# Ok trout from Norway



## Team Colibri (Aug 12, 2013)

I spent this weekend in Randsfjorden, one of the large and deep lakes here in Norway. This 4,65 kg trout (Salmo Trutta) took a Bomber Long A early in the morning.

Randsfjorden is the 4. Largest lake in Norway, with a maximum depth of 131 meters and very clear water. The fish was caught during a trollingcontest, and we where the only ones in a tinboat. (Although my tin has a fiberglass inner hull.) 
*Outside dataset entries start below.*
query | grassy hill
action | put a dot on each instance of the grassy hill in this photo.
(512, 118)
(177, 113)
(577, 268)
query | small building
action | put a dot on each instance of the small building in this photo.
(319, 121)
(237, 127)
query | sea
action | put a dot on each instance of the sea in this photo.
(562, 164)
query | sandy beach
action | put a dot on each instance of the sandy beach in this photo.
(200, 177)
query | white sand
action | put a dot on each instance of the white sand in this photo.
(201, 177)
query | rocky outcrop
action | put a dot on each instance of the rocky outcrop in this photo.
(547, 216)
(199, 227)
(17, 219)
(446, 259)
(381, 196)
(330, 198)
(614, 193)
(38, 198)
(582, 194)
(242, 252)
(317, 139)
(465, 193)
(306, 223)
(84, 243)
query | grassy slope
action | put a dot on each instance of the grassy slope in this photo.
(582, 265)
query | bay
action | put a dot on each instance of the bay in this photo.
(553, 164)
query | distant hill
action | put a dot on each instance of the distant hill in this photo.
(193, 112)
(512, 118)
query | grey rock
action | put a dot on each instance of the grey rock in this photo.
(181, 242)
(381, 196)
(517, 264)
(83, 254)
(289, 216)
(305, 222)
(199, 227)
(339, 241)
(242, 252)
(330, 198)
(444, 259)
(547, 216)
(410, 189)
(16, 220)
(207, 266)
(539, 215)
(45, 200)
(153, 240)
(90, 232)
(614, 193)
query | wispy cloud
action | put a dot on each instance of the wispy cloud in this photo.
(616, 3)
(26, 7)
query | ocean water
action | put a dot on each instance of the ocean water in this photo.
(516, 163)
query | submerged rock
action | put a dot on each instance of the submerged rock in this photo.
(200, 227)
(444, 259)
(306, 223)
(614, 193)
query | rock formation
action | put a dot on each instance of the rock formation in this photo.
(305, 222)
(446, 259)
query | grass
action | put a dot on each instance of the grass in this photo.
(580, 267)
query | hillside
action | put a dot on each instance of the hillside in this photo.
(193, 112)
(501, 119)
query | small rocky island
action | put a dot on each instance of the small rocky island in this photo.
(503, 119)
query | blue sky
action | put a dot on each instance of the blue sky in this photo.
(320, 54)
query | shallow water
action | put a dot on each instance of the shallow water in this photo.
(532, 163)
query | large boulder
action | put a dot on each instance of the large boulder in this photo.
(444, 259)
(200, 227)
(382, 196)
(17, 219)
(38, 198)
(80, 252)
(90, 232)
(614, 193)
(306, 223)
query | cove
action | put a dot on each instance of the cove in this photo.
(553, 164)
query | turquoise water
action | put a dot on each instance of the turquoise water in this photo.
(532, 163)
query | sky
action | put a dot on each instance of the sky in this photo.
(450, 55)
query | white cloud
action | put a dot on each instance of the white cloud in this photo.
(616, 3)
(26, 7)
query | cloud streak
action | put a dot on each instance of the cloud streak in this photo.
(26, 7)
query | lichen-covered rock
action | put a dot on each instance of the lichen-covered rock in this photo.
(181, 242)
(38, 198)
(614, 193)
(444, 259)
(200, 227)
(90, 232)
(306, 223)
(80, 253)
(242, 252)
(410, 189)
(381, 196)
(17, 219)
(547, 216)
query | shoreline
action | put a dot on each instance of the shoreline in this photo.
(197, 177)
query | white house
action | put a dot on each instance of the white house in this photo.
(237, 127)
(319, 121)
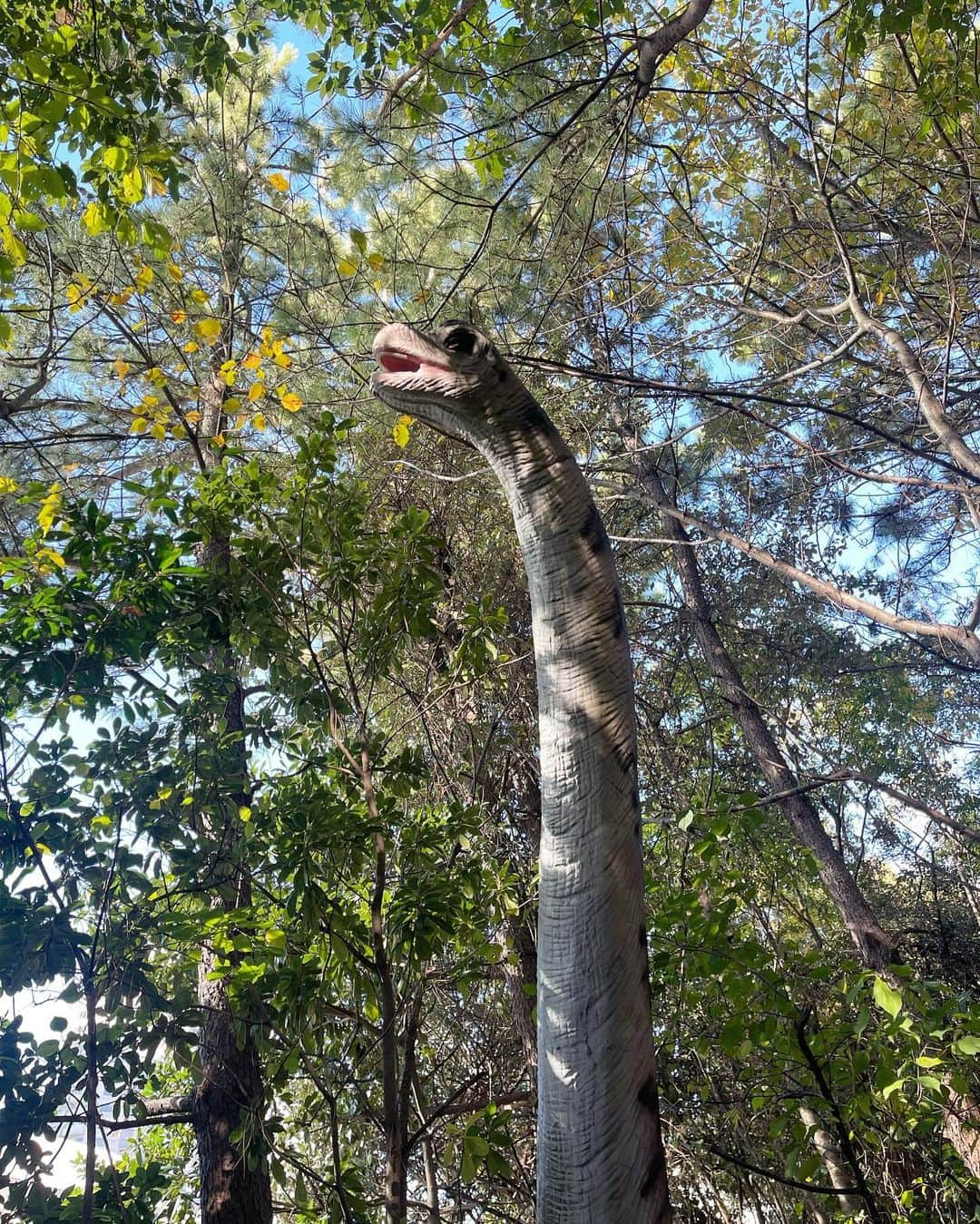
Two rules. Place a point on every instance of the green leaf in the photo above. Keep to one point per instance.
(887, 998)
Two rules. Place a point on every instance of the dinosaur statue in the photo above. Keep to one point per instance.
(600, 1154)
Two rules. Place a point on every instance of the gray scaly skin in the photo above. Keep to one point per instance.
(600, 1157)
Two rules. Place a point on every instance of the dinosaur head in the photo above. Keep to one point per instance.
(452, 378)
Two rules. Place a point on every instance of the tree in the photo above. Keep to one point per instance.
(745, 284)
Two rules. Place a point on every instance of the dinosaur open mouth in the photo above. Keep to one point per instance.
(397, 362)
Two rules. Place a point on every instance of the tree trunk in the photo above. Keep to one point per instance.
(235, 1185)
(833, 1160)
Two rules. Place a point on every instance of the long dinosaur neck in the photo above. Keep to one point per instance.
(600, 1153)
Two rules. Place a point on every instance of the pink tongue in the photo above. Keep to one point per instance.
(397, 364)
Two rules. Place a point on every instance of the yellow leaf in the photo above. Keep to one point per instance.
(14, 246)
(76, 299)
(210, 329)
(132, 186)
(49, 509)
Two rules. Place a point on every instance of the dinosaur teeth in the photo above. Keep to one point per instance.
(397, 362)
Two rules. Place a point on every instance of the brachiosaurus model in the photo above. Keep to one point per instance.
(600, 1154)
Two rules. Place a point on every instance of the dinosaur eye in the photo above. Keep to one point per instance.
(460, 339)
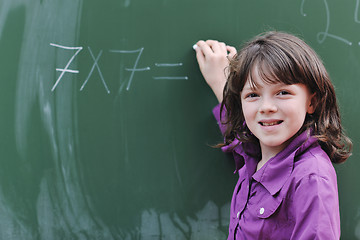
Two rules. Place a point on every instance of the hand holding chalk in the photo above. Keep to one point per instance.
(213, 58)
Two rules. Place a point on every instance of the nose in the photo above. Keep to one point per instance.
(267, 106)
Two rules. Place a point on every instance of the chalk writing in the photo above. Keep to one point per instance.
(92, 69)
(134, 68)
(321, 36)
(66, 69)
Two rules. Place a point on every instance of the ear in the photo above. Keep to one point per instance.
(312, 103)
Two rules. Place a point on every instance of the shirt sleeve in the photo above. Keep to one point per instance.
(316, 209)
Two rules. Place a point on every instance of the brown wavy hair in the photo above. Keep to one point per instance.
(282, 57)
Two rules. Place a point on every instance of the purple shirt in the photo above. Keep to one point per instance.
(293, 196)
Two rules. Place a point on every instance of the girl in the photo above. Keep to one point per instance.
(280, 118)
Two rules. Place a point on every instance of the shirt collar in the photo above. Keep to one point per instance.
(277, 170)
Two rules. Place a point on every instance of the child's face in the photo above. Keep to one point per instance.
(275, 112)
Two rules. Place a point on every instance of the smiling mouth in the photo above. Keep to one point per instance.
(270, 123)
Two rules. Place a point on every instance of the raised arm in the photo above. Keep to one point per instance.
(213, 58)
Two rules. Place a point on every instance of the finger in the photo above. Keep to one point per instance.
(232, 51)
(214, 45)
(200, 57)
(223, 47)
(204, 48)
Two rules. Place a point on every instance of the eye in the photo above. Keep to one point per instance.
(283, 92)
(251, 95)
We also caught a smal arctic char (Salvelinus Alpinus) on the downrigger and a bunch of northern pike (Esox Lucius).


----------



## BobbyR (Aug 12, 2013)

Nice Trout !!!!

I lived in Germany for a few years and summers were short. How many months of fishing do you have before the lakes ice over?


----------



## FerrisBueller (Aug 12, 2013)

Nice work! Someday when I visit family in Norway you can help me land a Norwegian Pike!


----------



## overboard (Aug 12, 2013)

NICE Trout!


----------



## Team Colibri (Aug 12, 2013)

[url=https://www.tinboats.net/forum/viewtopic.php?p=325682#p325682 said:


> BobbyR » Today, 15:11[/url]"]Nice Trout !!!!
> 
> I lived in Germany for a few years and summers were short. How many months of fishing do you have before the lakes ice over?



Thanks. 
It varies a lot from year to year. This spring my "homelake" Tyrifjorden was very late, and I had to wait until mid of april before launching. But usually the larger lakes around Oslo can be fished from a boat from mid march and well into november. Two years ago, Tyrifjorden was only iced-up 1,5 months. The smaller lakes freezes earlier, and opens up later. But icefishing can be a lot of fun, and one can usually fish saltwater all year round due to the Gulfstream. (Open boat and -20 degrees celsius is no joke though.)


----------



## Team Colibri (Aug 12, 2013)

[url=https://www.tinboats.net/forum/viewtopic.php?p=325694#p325694 said:


> FerrisBueller » Today, 16:10[/url]"]Nice work! Someday when I visit family in Norway you can help me land a Norwegian Pike!



Thanks. 
No problem, as long as they live in my region of Norway. It's not a small place this. 
No really big pikes on this trip, topped with a 5,6 kg one.


----------